Kata-kata kunci: Pengetahuan, Matematika, Behavior, Gestalt, Konstruktivis
1. Pendahuluan
Secara psikologis, belajar dapat didefinisikan sebagai “suatu usaha yang dilakukan oleh seseorang untuk memperoleh suatu perubahan tingkah laku secara sadar dari hasil interaksinya dengan lingkungan” (Slameto, 1991:2). Definisi ini menyiratkan dua makna. Pertama, bahwa belajar merupakan suatu usaha untuk mencapai tujuan tertentu yaitu untuk mendapatkan perubahan tingkah laku. Kedua,
perubahan tingkah laku yang terjadi harus secara sadar. Dengan demikian, seseorang dikatakan belajar apabila setelah melakukan kegiatan belajar ia menyadari bahwa dalam dirinya telah terjadi suatu perubahan. Misalnya, ia menyadari bahwa pengetahuannya bertambah, keterampilannya meningkat, sikapnya semakin positif, dan sebagainya. Secara singkat dapat dikatakan bahwa perubahan tingkah laku tanpa usaha dan tanpa disadari bukanlah belajar.

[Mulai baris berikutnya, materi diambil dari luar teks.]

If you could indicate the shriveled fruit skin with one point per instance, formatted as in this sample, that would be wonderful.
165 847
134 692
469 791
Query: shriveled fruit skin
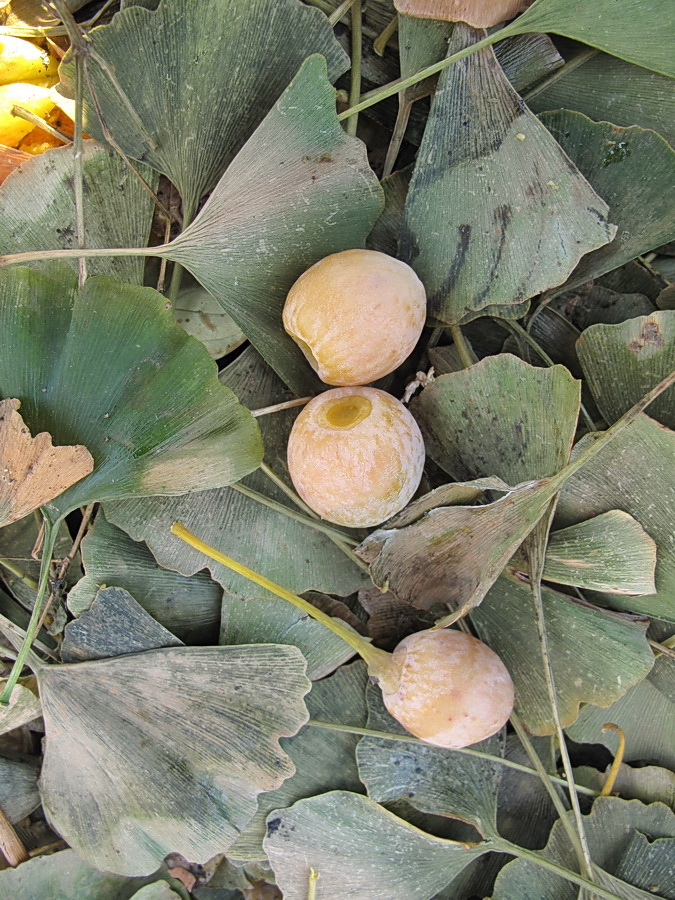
36 99
355 455
448 688
356 315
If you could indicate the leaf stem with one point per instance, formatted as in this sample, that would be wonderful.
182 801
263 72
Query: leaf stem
400 84
378 661
357 50
467 356
51 532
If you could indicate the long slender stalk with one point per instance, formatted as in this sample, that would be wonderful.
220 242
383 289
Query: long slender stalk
378 661
538 859
357 51
51 533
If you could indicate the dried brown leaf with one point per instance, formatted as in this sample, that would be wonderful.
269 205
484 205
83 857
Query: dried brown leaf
32 471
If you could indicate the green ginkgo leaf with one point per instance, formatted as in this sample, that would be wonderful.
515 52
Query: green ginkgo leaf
634 30
495 212
615 160
64 876
166 750
183 86
108 367
187 607
623 362
299 189
358 849
37 208
595 655
434 780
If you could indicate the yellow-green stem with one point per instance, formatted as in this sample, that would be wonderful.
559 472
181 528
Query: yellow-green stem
378 661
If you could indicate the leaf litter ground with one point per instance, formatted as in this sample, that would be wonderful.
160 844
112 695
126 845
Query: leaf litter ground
188 713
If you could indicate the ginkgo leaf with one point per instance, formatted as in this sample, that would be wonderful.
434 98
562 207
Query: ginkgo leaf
64 876
610 552
479 13
359 849
614 160
32 471
596 655
188 608
495 213
109 368
623 362
453 555
113 625
324 760
38 211
299 189
193 80
634 30
435 780
22 708
610 828
500 417
166 750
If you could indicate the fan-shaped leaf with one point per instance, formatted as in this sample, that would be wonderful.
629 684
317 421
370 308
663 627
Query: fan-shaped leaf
64 876
299 189
632 473
615 160
634 30
611 552
607 89
454 554
113 625
595 655
500 417
227 518
646 715
183 86
37 208
18 789
108 367
188 608
33 471
22 708
433 780
360 850
610 829
324 760
166 750
495 213
624 362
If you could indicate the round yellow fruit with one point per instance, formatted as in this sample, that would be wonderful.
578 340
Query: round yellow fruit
356 315
448 688
355 456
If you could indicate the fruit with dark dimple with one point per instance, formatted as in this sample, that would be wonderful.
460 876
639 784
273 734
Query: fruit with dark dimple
355 456
448 688
356 315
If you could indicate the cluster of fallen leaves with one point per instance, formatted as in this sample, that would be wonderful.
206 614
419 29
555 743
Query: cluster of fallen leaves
186 733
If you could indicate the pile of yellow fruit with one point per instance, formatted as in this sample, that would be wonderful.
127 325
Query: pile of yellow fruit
27 76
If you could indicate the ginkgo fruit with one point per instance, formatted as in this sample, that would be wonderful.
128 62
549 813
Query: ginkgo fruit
356 315
355 456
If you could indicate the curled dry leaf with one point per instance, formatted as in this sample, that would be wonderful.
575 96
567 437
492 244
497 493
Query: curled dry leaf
32 471
479 13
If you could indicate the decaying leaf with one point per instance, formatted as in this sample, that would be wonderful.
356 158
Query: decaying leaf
32 471
166 750
496 212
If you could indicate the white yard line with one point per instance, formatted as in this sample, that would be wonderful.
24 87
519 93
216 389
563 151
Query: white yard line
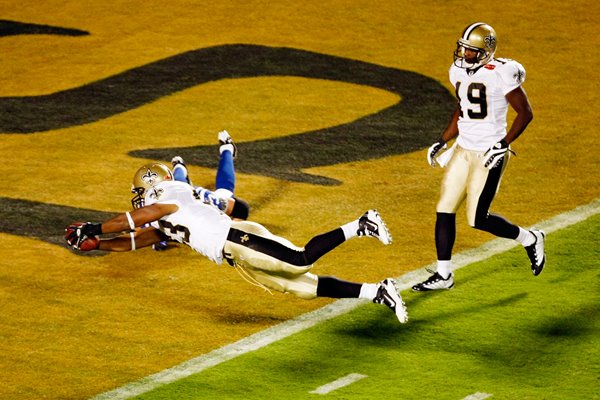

Dari pengertian belajar di atas, maka kegiatan dan usaha untuk mencapai perubahan tingkah laku merupakan proses belajar sedangkan perubahan tingkah laku itu sendiri merupakan hasil belajar. Hal ini berarti bahwa belajar pada hakikatnya menyangkut dua hal yaitu proses belajar dan hasil belajar —dalam makalah ini yang dimaksud adalah pengetahuan (Hudojo, 1990:2). Perolehan hasil belajar dapat dilihat, diukur, atau dirasakan oleh seseorang yang belajar atau orang lain, tetapi tidak demikian halnya dengan proses belajar bagi seseorang yang sedang belajar. Hal ini menimbulkan pertanyaan, bagaimanakah terjadinya proses belajar sehingga seseorang memperoleh pengetahuan?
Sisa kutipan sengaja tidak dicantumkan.